# Adventures with AWS X-Ray and CDK - Part 1

One of the big challenges of distributed systems, such as serverless, is observability. In previous posts, I had a look at [structured logging](https://www.10printiamcool.com/custom-metric-properties-and-cloudwatch-insights), [metrics](https://www.10printiamcool.com/adding-lambda-custom-metrics-the-easy-way), and [alarms](https://www.10printiamcool.com/creating-custom-metric-alarms-with-cdk). All these play an important part in building a maintainable system. One thing that I haven't covered is distributed tracing, as I had had no experience with it. So this is a record of my first steps using [X-Ray](https://aws.amazon.com/xray/), the AWS offering you get included with your AWS account.

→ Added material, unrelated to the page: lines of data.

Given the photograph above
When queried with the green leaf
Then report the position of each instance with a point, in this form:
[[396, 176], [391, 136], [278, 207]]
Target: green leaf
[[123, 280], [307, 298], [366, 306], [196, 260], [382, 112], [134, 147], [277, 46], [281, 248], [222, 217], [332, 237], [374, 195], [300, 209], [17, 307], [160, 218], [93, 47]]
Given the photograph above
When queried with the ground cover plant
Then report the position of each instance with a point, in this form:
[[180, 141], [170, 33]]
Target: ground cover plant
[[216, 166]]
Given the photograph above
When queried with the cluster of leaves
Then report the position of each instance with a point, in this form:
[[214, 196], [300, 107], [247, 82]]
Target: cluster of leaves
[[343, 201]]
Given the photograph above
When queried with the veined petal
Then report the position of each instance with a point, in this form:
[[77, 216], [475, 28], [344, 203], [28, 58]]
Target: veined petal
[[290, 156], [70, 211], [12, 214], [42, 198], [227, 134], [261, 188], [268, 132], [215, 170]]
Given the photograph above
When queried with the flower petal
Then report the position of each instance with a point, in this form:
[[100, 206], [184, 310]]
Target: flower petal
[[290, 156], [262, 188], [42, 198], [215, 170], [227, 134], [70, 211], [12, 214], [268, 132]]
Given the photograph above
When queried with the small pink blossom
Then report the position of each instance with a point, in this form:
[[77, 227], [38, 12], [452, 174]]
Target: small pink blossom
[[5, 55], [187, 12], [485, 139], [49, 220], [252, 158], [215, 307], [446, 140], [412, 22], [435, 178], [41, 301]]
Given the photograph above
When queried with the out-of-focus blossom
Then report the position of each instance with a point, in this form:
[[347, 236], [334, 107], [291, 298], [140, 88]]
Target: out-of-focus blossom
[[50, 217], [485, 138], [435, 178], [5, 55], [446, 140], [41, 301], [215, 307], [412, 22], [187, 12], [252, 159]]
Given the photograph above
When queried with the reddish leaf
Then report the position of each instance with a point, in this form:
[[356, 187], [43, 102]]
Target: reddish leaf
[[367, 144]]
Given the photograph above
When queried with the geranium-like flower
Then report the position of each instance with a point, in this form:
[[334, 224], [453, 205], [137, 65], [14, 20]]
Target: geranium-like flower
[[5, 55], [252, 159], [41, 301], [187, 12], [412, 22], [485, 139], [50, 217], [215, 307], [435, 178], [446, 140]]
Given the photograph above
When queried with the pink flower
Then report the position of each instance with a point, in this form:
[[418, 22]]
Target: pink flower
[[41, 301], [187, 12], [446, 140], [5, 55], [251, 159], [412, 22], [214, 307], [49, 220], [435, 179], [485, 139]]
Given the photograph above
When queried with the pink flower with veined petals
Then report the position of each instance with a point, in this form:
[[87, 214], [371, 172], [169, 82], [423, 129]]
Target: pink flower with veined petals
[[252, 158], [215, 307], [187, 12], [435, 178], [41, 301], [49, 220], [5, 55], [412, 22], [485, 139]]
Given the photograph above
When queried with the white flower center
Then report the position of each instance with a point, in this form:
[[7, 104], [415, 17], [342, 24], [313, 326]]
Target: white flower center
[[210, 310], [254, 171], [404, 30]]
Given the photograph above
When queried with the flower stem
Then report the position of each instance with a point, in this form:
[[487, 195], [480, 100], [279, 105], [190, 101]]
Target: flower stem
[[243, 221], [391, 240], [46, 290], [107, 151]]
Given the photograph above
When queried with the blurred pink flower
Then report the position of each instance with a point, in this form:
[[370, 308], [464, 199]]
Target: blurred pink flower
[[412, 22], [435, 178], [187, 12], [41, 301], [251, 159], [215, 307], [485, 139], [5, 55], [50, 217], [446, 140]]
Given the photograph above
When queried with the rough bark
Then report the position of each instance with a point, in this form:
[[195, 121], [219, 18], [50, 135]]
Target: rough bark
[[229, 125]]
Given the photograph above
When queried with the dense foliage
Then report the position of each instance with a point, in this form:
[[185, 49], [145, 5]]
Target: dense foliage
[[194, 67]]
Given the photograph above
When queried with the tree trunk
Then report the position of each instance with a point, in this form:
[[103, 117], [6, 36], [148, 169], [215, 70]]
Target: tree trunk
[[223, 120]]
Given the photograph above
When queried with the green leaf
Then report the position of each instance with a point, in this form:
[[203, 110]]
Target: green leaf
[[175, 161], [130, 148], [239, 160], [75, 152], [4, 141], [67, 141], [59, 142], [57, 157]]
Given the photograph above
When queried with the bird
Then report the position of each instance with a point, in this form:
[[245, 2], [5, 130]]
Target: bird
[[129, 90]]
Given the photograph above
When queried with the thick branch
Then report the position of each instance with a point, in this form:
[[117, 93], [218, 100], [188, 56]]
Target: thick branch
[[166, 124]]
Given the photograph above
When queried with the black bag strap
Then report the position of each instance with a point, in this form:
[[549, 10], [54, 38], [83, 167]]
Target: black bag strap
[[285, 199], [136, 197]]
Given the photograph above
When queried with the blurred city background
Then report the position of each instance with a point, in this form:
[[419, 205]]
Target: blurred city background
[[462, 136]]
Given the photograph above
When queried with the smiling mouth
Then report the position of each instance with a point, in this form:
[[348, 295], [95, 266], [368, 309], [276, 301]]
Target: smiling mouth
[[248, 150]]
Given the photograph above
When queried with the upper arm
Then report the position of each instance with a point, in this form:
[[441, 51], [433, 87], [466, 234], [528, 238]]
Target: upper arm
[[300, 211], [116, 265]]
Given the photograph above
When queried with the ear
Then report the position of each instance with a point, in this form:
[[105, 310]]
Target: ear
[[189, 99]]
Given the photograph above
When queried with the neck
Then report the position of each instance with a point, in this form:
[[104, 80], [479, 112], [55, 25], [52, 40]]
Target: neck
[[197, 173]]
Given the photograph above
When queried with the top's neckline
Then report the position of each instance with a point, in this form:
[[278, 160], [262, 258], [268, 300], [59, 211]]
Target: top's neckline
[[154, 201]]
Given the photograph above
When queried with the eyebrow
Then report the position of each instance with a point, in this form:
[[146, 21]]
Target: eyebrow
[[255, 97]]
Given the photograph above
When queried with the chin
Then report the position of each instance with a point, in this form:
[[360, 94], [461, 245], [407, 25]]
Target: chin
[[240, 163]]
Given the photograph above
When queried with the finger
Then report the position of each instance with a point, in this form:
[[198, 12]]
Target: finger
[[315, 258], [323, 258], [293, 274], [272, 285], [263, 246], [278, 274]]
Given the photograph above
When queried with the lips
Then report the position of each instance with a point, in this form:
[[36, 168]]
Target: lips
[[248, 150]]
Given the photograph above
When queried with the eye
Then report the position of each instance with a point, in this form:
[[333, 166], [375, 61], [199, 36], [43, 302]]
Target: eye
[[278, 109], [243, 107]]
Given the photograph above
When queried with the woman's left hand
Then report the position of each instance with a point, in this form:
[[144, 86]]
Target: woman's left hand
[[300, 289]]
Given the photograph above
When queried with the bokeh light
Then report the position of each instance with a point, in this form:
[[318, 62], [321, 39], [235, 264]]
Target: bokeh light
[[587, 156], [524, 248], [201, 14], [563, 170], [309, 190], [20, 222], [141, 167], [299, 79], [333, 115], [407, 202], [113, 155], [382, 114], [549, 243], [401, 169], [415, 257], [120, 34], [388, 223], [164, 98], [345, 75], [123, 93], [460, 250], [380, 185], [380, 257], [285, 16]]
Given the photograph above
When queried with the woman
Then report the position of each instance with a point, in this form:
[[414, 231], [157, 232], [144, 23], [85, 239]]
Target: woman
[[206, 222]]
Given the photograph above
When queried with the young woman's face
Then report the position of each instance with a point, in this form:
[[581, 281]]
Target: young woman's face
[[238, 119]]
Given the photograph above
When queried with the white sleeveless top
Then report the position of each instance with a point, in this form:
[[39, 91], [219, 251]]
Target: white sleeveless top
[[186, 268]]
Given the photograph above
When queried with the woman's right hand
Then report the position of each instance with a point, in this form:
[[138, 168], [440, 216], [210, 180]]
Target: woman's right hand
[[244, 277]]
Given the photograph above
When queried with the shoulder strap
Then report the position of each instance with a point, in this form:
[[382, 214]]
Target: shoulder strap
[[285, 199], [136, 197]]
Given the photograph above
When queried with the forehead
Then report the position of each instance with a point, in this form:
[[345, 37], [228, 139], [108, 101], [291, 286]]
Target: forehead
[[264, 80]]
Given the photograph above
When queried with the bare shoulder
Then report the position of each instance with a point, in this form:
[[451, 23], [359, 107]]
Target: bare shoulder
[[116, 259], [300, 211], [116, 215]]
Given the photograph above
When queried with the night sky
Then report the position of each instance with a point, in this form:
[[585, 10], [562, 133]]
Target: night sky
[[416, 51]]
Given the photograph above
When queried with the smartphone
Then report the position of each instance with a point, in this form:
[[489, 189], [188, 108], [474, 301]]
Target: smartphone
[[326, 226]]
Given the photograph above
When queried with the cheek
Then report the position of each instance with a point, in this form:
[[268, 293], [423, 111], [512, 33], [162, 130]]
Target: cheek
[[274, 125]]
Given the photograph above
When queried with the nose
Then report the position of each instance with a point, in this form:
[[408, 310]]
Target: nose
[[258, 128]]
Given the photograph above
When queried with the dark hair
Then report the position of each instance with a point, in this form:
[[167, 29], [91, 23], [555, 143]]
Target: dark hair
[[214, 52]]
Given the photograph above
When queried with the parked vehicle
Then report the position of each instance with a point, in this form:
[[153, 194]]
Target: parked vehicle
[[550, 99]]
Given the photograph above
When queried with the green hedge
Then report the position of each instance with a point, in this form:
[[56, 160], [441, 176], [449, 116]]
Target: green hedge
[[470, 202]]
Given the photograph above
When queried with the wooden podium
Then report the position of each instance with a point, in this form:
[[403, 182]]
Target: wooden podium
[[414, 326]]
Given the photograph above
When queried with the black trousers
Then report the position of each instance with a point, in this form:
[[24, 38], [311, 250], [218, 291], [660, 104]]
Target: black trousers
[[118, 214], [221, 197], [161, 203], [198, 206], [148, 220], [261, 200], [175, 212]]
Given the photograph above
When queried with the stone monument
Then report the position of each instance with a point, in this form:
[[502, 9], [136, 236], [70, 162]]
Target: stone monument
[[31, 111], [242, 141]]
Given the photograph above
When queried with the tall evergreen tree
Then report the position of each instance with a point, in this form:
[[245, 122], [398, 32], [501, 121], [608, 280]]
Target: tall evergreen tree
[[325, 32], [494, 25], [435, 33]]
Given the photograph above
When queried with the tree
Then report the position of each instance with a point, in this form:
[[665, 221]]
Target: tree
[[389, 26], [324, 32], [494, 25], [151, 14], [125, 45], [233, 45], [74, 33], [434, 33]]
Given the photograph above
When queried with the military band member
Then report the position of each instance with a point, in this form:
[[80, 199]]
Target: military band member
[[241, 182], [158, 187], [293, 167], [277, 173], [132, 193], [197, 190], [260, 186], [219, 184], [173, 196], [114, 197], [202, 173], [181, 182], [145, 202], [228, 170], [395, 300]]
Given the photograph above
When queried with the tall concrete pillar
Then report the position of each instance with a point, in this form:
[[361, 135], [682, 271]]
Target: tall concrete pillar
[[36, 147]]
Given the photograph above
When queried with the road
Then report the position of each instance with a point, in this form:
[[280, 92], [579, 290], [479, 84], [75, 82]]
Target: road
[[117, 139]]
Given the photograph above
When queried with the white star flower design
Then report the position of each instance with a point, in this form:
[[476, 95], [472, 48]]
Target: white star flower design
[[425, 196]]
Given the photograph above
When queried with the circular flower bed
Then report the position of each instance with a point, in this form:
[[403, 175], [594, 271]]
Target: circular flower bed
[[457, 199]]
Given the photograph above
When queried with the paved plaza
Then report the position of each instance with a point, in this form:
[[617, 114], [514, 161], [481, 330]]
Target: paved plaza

Please be aware there are numerous excellent third-party offerings, such as the following:

- [New Relic](https://newrelic.com/)
- [Datadog](https://www.datadoghq.com/)
- [Lumigo](https://lumigo.io/)
- [Thundra](https://www.thundra.io/)

In order to dip my toe into the world of X-Ray, I decided to instrument the examples I created for my [CDK Cloud Test Kit](https://www.npmjs.com/package/@andybalham/cdk-cloud-test-kit) `npm` package. These example use a variety of services, e.g. SNS, SQS, EventBridge, etc, so provide a good starting point to learn.

## API Gateway, Lambda, and EventBridge

This example consists of an API Gateway backed by a Lambda function. The Lambda function does the following:

- Generates a unique reference
- Stores the body of the request in S3, under the reference generated
- Creates a pre-signed URL, allowing access to the S3 object created
- Publishes an event to EventBridge containing the reference and the pre-signed URL

![Diagram showing the Request API construct](https://raw.githubusercontent.com/andybalham/cdk-cloud-test-kit/main/examples/request-api/images/request-api-overview.png)

This gives us a nice example to see if we can trace requests from API Gateway, through a Lambda function, through EventBridge, to another Lambda function.

### Adding X-Ray to our CDK code

The `RequestApi` construct contains the `RestApi` instance and the Lambda function it calls.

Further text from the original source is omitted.